Wed. Feb 19th, 2025

Students eat lunch at Woodrow Wilson Elementary School in South Salt Lake on Tuesday, March 12, 2024. (Photo by Spenser Heaps for Utah News Dispatch)

A universal school meal program for Utah kids, with a price tag of $160 million, was held in the Senate Education Committee Thursday morning, though there are plans to work on the bill during the summer. 

SB173 would have automatically enrolled students attending Utah public schools into a free meal program and given parents the option to opt out.

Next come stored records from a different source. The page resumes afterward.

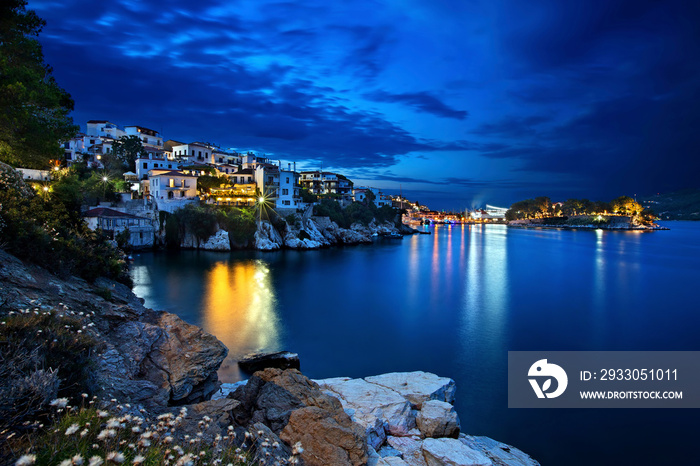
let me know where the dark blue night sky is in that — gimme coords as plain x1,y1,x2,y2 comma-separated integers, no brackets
30,0,700,209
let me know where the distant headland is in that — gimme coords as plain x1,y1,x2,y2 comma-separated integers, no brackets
504,196,666,230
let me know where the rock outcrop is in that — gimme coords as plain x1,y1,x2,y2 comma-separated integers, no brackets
312,372,539,466
217,370,538,464
0,249,228,410
416,400,460,438
228,368,368,466
181,228,232,251
254,220,285,250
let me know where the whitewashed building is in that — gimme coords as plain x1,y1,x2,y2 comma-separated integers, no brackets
135,157,178,180
86,120,125,139
300,171,353,201
149,170,198,201
353,187,390,207
171,142,211,164
124,125,163,148
83,207,154,248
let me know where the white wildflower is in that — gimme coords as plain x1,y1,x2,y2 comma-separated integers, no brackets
106,419,120,429
174,454,194,466
14,455,37,466
59,460,71,466
71,455,84,465
132,455,145,465
98,411,109,418
50,398,69,408
88,456,103,466
65,423,80,436
97,429,117,440
105,452,124,463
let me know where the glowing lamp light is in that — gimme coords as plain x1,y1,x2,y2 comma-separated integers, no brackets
259,197,265,203
102,176,108,182
42,186,49,192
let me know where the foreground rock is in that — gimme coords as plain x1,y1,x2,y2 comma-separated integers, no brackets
422,438,491,466
0,249,227,409
313,372,539,466
181,228,232,251
238,351,301,373
228,368,368,466
416,400,460,438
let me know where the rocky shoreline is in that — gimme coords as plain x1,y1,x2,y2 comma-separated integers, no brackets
216,371,539,466
508,215,667,231
1,249,538,465
181,216,418,252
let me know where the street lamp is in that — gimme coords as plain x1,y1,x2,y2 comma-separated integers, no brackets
258,196,265,223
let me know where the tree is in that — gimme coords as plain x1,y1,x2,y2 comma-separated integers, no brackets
364,189,376,207
197,174,231,194
0,1,78,168
610,196,643,216
112,135,146,171
300,188,317,203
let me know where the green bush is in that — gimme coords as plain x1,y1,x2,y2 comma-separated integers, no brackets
313,198,399,228
217,207,257,245
0,164,130,285
176,204,218,245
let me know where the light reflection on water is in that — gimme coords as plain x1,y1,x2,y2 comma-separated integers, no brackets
200,260,281,380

Sen. Luz Escamilla, D-Salt Lake City, presented the program as an investment in the future workforce of Utah. She also compared it to Utah’s Economic Development Tax Increment Financing tax credit program, which can provide tax credits of up to 30% to Utah companies if they meet performance goals, according to the Governor’s Office of Economic Opportunity

“I think we should be investing in our children that will be the next workforce for these companies to succeed,” Escamilla said. “Findings show that school meal programs really yield substantial benefits — an estimated $9 of return for every dollar … when we invest in school meal programs.”

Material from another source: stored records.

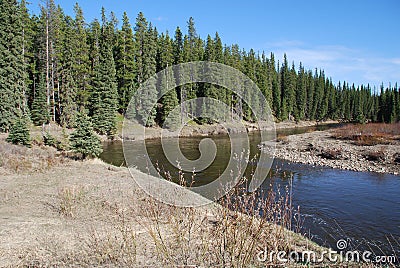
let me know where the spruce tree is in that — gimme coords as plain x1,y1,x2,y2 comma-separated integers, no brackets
0,0,26,132
295,63,307,121
159,69,179,129
134,12,157,126
90,9,118,136
20,0,35,113
271,54,281,120
279,54,295,120
157,32,179,128
305,70,314,119
72,3,91,110
70,112,102,159
6,116,31,147
31,72,50,125
173,27,183,65
115,12,136,113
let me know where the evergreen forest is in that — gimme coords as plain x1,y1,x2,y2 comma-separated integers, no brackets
1,0,399,137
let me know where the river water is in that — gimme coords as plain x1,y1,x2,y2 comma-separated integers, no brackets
100,125,400,256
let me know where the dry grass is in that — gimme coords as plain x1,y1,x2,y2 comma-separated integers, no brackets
58,185,88,218
332,123,400,146
0,139,66,173
276,134,289,144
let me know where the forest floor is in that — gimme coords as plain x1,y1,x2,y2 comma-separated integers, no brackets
261,123,400,175
0,137,338,267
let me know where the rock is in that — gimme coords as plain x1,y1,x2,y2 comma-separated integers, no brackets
318,149,342,160
365,150,385,161
393,153,400,164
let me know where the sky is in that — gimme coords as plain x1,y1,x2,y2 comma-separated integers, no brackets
28,0,400,89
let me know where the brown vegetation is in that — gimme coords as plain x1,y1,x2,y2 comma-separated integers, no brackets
365,150,386,162
0,138,66,174
332,123,400,146
318,148,343,160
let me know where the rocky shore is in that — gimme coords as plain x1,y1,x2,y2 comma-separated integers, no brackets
260,130,400,175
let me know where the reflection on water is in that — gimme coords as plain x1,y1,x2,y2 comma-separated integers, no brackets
100,124,400,255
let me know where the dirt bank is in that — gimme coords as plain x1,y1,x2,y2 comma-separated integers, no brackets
261,130,400,175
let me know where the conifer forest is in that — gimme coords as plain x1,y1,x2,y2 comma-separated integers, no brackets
1,0,399,137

Sen. Kathleen Riebe, D-Cottonwood Heights, said teachers can’t force a kid to learn on an empty stomach.

“We really need to start talking about, as a state, how we are going to invest in the kids of America or in Utah because we can’t move forward with them being hungry,” she said. 

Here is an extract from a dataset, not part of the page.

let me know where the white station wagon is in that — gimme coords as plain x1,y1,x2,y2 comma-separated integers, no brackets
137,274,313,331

Some lawmakers were unwilling to swallow the bill’s $160 million fiscal note, which, Escamilla clarified, would not account for parents who choose to pay for their children’s meals, and what would happen if the federal government pulled funding from the national programs.

Sen. John Johnson, R-Ogden, said he had a hard time believing his neighbors would need a universal meal program, and said he would support another bill by Rep. Tyler Clancy, R-Provo, that would provide free breakfast and lunch to students who qualify for reduced-price meals based on household size and income levels under the School Breakfast Program and National School Lunch Program.

“I think the general tendency is to let government pay for whatever government will pay for, and personally, I don’t think that’s fair to taxpayers,” he said. “I could certainly support the bill coming in that basically tries to deal with kids that truly, even though they’re on a reduced fee lunch, the families don’t have the means to pay for that.”

Escamilla acknowledged the policy questions and said she would consider them as she worked on the bill during the interim, but said children should not have to wonder where their next meal would come from. 

“We’re also seeing some instances where certain families, like middle-class working families, struggle for whatever situation, whether they’re a paycheck away from homelessness or catastrophic illness and now they don’t have money,” she said. “That burden shouldn’t be on a child that is trying to learn.”